You can read more here. Imagine if something like this actually became law in a nation purporting to be a liberal democracy.

It's especially insane to me in that, if one were going to be racist against any group, Aboriginal Australians have the weakest arguments to make of maybe any ethnic group in the world. They have made virtually zero scientific, economic, cultural, sporting, artistic, political, military, domestic contributions to global culture.

I literally can't think of any other ethnicity, outside of super specific small groups, that I can't make a better argument for. Gypsy culture might be made up of criminals, but Django Reinhardt. We've seen the arguments against Jews and American Blacks rehashed a million times, but vast swathes of modern physics and literature and music and sport argues in their favor. Serbians can't have an independent country for thirty years without starting a war, but there's plenty of great Serbians. Even little Arab Palestine has given us the odd poet, or emigrant businessman or model.
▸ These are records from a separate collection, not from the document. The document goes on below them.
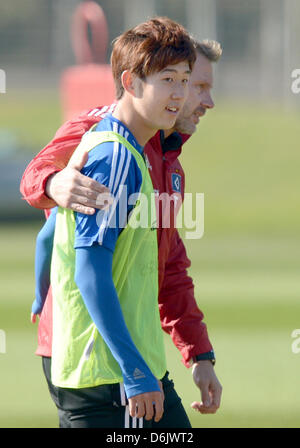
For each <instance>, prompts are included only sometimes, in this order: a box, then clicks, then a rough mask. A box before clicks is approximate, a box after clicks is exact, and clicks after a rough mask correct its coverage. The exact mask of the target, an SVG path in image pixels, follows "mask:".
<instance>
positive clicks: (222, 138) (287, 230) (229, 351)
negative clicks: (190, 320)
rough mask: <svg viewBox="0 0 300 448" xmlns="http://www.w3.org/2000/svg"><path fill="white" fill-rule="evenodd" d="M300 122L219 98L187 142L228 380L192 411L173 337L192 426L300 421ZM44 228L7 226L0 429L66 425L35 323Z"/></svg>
mask: <svg viewBox="0 0 300 448" xmlns="http://www.w3.org/2000/svg"><path fill="white" fill-rule="evenodd" d="M53 110H54V108H53ZM54 115H55V114H52V121H51V119H50V120H49V128H50V129H51V128H52V129H51V133H53V131H54V130H55V126H56V124H55V123H56V120H57V116H56V115H55V116H54ZM298 123H299V114H298V115H297V114H295V113H290V114H282V113H281V115H279V114H278V108H277V109H274V108H273V109H272V108H265V109H263V110H262V108H261V107H260V108H259V109H258V108H257V109H256V108H254V107H253V106H249V107H245V106H243V107H242V106H241V105H233V104H231V105H225V104H220V106H219V108H216V110H215V111H212V112H211V113H209V114H208V116H207V117H206V118H205V119H204V120H203V122H202V123H201V124H200V128H199V131H198V132H197V134H196V135H195V136H194V137H193V138H192V139H191V140H190V142H189V143H187V144H186V146H185V148H184V153H183V155H182V157H181V159H182V162H183V165H184V168H185V171H186V177H187V179H186V184H187V185H186V191H188V192H204V193H205V234H204V237H203V238H202V239H200V240H187V241H186V247H187V251H188V255H189V256H190V258H191V261H192V266H191V268H190V274H191V275H192V277H193V279H194V283H195V291H196V298H197V300H198V303H199V306H200V308H201V309H202V310H203V312H204V314H205V322H206V323H207V325H208V330H209V334H210V338H211V340H212V342H213V345H214V347H215V351H216V355H217V364H216V372H217V375H218V377H219V379H220V381H221V383H222V385H223V399H222V406H221V408H220V410H219V411H218V413H217V414H216V415H209V416H201V415H200V414H196V413H195V412H194V411H192V410H191V411H190V403H191V402H192V401H194V400H196V399H198V398H199V392H198V390H197V389H196V387H195V386H194V385H193V383H192V378H191V371H190V370H188V369H186V368H185V367H184V366H183V364H182V363H181V361H180V355H179V352H178V351H177V350H176V349H175V347H174V346H173V345H172V343H171V341H170V339H169V338H168V337H167V336H166V349H167V356H168V365H169V370H170V375H171V377H172V378H173V379H174V381H175V384H176V385H177V390H178V392H179V393H180V395H181V396H182V398H183V403H184V405H185V407H186V409H187V410H188V413H189V415H190V417H191V421H192V424H193V426H194V427H299V414H300V396H299V393H298V390H299V386H300V379H299V371H300V353H299V354H298V355H297V354H295V353H293V352H292V342H293V339H292V337H291V333H292V331H293V330H294V329H296V328H300V300H299V298H300V274H299V272H300V270H299V268H300V257H299V254H300V234H299V224H300V222H299V221H300V211H299V205H298V204H299V200H298V201H297V199H298V192H299V187H300V181H299V175H298V167H299V162H300V153H299V151H297V142H299V133H300V131H299V129H298V128H299V126H298ZM19 131H20V132H21V130H19ZM22 132H25V131H24V130H23V131H22ZM51 133H50V134H51ZM50 136H51V135H50ZM48 137H49V134H47V137H46V138H45V142H41V139H42V136H40V137H39V138H38V139H37V140H36V142H37V141H39V144H40V145H43V144H44V143H46V142H47V138H48ZM27 138H28V141H29V140H30V136H29V135H28V136H27ZM298 146H299V145H298ZM38 228H39V224H38V223H34V224H26V225H25V224H22V223H16V224H12V225H9V226H8V225H5V226H4V225H3V226H0V247H1V257H0V275H1V278H0V282H1V305H0V306H1V311H0V329H3V330H4V331H5V333H6V354H2V353H0V372H1V382H0V394H1V395H0V396H1V401H0V403H1V404H0V427H55V426H57V417H56V410H55V408H54V405H53V404H52V402H51V399H50V397H49V394H48V390H47V387H46V384H45V380H44V377H43V375H42V371H41V362H40V359H39V358H38V357H36V356H35V355H34V351H35V348H36V331H37V327H35V326H33V325H31V323H30V321H29V315H30V306H31V303H32V300H33V295H34V276H33V258H34V239H35V236H36V233H37V231H38ZM182 234H183V236H184V231H182Z"/></svg>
What have Aboriginal Australians ever contributed? The digiridoo?

I typed out and then deleted a longer comment - something which I’ve done several times before whenever the subject of Australian Aborigines comes up. There’s nothing I can say that won’t be perceived (correctly) as cruel and dehumanizing. As far as I’m concerned, they are an actual honest-to-god Stone Age relict population. Not the blue-eyed fake Aborigines who’d be empowered by this farcical “Voice” venture, but the real ones out there in the Outback sniffing gasoline. They appear to have somehow avoided most of the evolutionary pressures which have caused nearly every other human population to develop modern human physiognomy and cognitive aptitude. I get genuinely distressed when I look at them or when I think about what Australia could possibly do about this population, and it would be beyond the bounds of tolerable behavior in this community for me to comment in any detail about what I foresee for them moving forward.

Even if you take out HBD, they live in the middle of nowhere. How can they possibly generate wealth out there? I was just in the Midwest and the rural downs out there are straight up just dead and full of zombie opiate addicts wandering downtown. I was just in Peoria, IL and I have never seen such a dead rust belt city before. And this is with white people in the US. There is no opportunity for them where they live.

Each year millions of people willingly uproot themselves to go to a different country in search of better economic wealth etc, and those who have potential manage to achieve it to varying degrees. India is extremely poor, Indian Americans are very rich, high human capital Indians when placed in an environment conducive to generating wealth do extremely well. Australian aboriginals don't, e.g. Australian aboriginals in large cities don't do paticularly well compared to the median inhabitants of those cities.